Avertissement préalable : tout au long de cet exposé, chaque fois que j'emploie le terme "âme", "esprit", "pensée", "conscience", "psychisme", "mental", etc. je n'entends ni faire référence à une entité précisément définie, ni tenir ces termes pour synonymes, mais seulement désigner une certaine sorte de lexique, en l'occurrence, ici, le lexique mentaliste. Idem en ce qui concerne les termes "corps", "matière", "organisme", "physique", etc. comme représentants du lexique physicaliste. L'une des raisons de ce choix (l'autre apparaîtra au cours de l'exposé) réside dans l'extrême diversité des usages, tant en ce qui concerne les auteurs eux-mêmes qu'en ce qui concerne leurs traducteurs ou commentateurs.
Les relations de l'âme et du corps (que les anglo-saxons nomment mind-body problem) constituent l'un des sinon le thème le plus souvent discuté(s) dans l'histoire non seulement de la philosophie occidentale mais, sans doute aussi, de la pensée humaine en général. Malgré cela ou peut-être à cause de cela, c'est un thème dont le traitement est philosophiquement souvent peu satisfaisant, tant il est vrai que l'on s'est toujours et que l'on continue encore à se heurter, lorsqu'on l'évoque, à l'une au moins de ces deux constats d'évidence. Pour les uns, les dualistes classiques (par exemple le sociologue français du début du XX° siècle Émile Durkheim), il est évident qu'en tout temps, en tout lieu, dans toute culture, toute civilisation, les hommes se sont toujours sentis participer de ces deux êtres hétérogènes que sont respectivement l'âme et le corps. Pour les autres, les les monistes classiques (par exemple le neuro-scientifique français contemporain Jean-Pierre Changeux), il est tout aussi évident que cette distinction corps/esprit est une manière archaïque de s'exprimer qui repose sur des superstitions que l'avancée triomphale de la science moderne se fait fort de dissiper. Je vais tenter de montrer que le monisme classique a tort de considérer le dualisme comme un tissu de superstitions mais que, de son côté, le dualisme classique se méprend en traitant le corps et l'esprit comme deux "êtres hétérogènes".

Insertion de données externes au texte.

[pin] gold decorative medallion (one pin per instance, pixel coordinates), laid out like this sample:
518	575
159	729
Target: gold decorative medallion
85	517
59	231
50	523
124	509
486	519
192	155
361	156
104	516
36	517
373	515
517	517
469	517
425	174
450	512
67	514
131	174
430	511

Commençons donc par prendre connaissance des arguments respectifis des dualistes classiques et des monistes classiques. Nous allons illustrer le dualisme classique, approche de loin la mieux représentée dans la philosophie occidentale, en évoquant deux de ses représentants les plus prestigieux : Platon et Descartes. Le dualisme de Platon est plus particulièrement développé dans le Phédon et dans le Phèdre. Dans le Phédon, Platon rapporte qu'à la veille de sa mise à mort, Socrate se vante auprès de son geôlier de ne pas craindre la mort au motif que son âme va, enfin, être délivrée du corps et, ainsi, retrouver sa liberté de s'élever vers les régions éthérées où subsistent les Idées pures, éternelles et immuables. A contrario, insiste-t-il, tant que l'âme est liée à cet "élément mauvais" (en grec dans le texte, to kakon) qu'est le corps, "elle est condamnée à contempler la vérité comme à travers les barreaux d'un cachot". L'analogie est claire : le corps est à l'âme ce que le cachot est au prisonnier, c'est-à-dire ce qui limite drastiquement sa liberté de mouvement. Dans le Phèdre, dont le thème central est l'amour, Socrate s'adresse à ses interlocuteurs en leur disant que lorsqu'elle est en proie à la passion amoureuse, l'âme a tendance à se rapprocher du divin. Pressé de préciser ce qu'il entend par "âme", il prend l'allégorie suivante : imaginez un cocher guidant un attelage ailé composé d'un char et de deux chevaux dont l'un est fringant et discipliné, l'autre rétif et paresseux. Que croyez-vous donc qu'il arrivera lorsque le cocher voudra enlever sa monture par-delà les nuées ? La réponse est évidente. On voit qu'on a, là encore, affaire à un argument analogique : l'âme est au corps comme le cocher à son attelage ailé et, de même que la fonction de celui-ci est de transporter son cocher, de même le corps "transporte" l'âme (ce n'est pas pour rien que l'on parle, en français, de "transport amoureux" !), même si, de fait, le moyen de transport se révèle malcommode, voire voué à l'échec. Dans ces deux analogies, le corps est manifestement considéré comme un obstacle à surmonter, un problème à résoudre pour l'âme, même si la seconde est un peu moins dévalorisante pour le corps.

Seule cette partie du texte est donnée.